### hole-hole extended RPA

wavefunction:

$|\Psi^{(N-2)}_{\lambda}> = \sum_{pq} c_{pq,\lambda} a_q a_p |\Psi^{N}>$

##### GEVP to be solved

Option 1: label $\textbf{hh}$

$\sum_{pq}c_{pq,\lambda} <\Psi^N|[a^\dagger_r a^\dagger_s,[H,a_q a_p]]|\Psi^N> = \Delta E_{\lambda} \sum_{pq}c_{pq,\lambda} <\Psi^N|[a^\dagger_r a^\dagger_s,a_q a_p]|\Psi^N>$

$A_{rs,pq} = <\Psi|[a^\dagger_r a^\dagger_s,[H,a_q a_p]]|\Psi>$

$M_{rs,pq} = <\Psi|[a^\dagger_r a^\dagger_s, a_q a_p]|\Psi>$

Option 2: label $\textbf{hh2}$

$\sum_{pq}c_{pq,\lambda} <\Psi^N|[a^\dagger_r a^\dagger_s,[H,a_q a_p]]|\Psi^N> = \Delta E_{\lambda} \sum_{pq}c_{pq,\lambda} <\Psi^N|a^\dagger_r a^\dagger_s a_q a_p |\Psi^N>$

$A_{rs,pq} = <\Psi|[a^\dagger_r a^\dagger_s,[H,a_q a_p]]|\Psi>$

$M_{rs,pq} = <\Psi^N|a^\dagger_r a^\dagger_s a_q a_p |\Psi^N>$

<!-- Overlap

$M_{rs,pq} = <\Psi|a^\dagger_r a^\dagger_s a_q a_p|\Psi>$

$C^T_{rs} M_{rs,pq} C_{pq} =? I$ -->

##### Eigenvalue problem solvers

Starting from the notation

$A C = w M C$

Option 1: label $\textbf{asymm}$

$ M^{-1} A C = w C$

comment: should be applicable to both GEVP forms, as long as $M$ is invertible.

Option 2: label $\textbf{lowdin}$

$M^{-1/2} A M^{-1/2} M^{1/2} C = w M^{-1/2} M M^{-1/2} M^{1/2} C$

$A^{'} C^{'} = w C^{'}$

comment: only applicable to GEVP form $\textbf{hh2}$, for which $M$ should be positive definite.

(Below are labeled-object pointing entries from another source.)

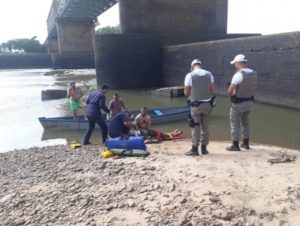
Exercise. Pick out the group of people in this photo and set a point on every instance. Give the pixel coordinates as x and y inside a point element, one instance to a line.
<point>119,116</point>
<point>199,87</point>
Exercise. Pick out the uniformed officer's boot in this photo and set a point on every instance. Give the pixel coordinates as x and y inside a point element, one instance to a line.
<point>204,150</point>
<point>245,144</point>
<point>193,152</point>
<point>234,146</point>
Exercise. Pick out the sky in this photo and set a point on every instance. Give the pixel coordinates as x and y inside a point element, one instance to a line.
<point>27,18</point>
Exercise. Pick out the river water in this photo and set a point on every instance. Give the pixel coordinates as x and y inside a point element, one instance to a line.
<point>21,105</point>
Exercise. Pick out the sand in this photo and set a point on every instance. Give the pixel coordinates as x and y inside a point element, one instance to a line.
<point>61,186</point>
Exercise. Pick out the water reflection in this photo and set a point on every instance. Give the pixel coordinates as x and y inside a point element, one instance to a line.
<point>21,106</point>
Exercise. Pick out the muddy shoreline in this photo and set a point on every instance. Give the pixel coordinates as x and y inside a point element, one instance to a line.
<point>61,186</point>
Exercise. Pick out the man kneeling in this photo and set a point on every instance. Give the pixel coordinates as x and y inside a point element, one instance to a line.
<point>119,125</point>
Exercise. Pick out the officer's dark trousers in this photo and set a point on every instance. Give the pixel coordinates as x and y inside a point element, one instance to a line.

Here I took both hh-ERPA formulations (labeled as $\textbf{hh}$ and $\textbf{hh2}$) combined with the asymmetric and symmetric solvers (labeled $\textbf{asymm}$ and $\textbf{lowdin}$, respecively) and compare results in terms of spectrum ($\Delta E_{\lambda} > 0$), trace of reconstructed 2-RDM and electronic energy value. 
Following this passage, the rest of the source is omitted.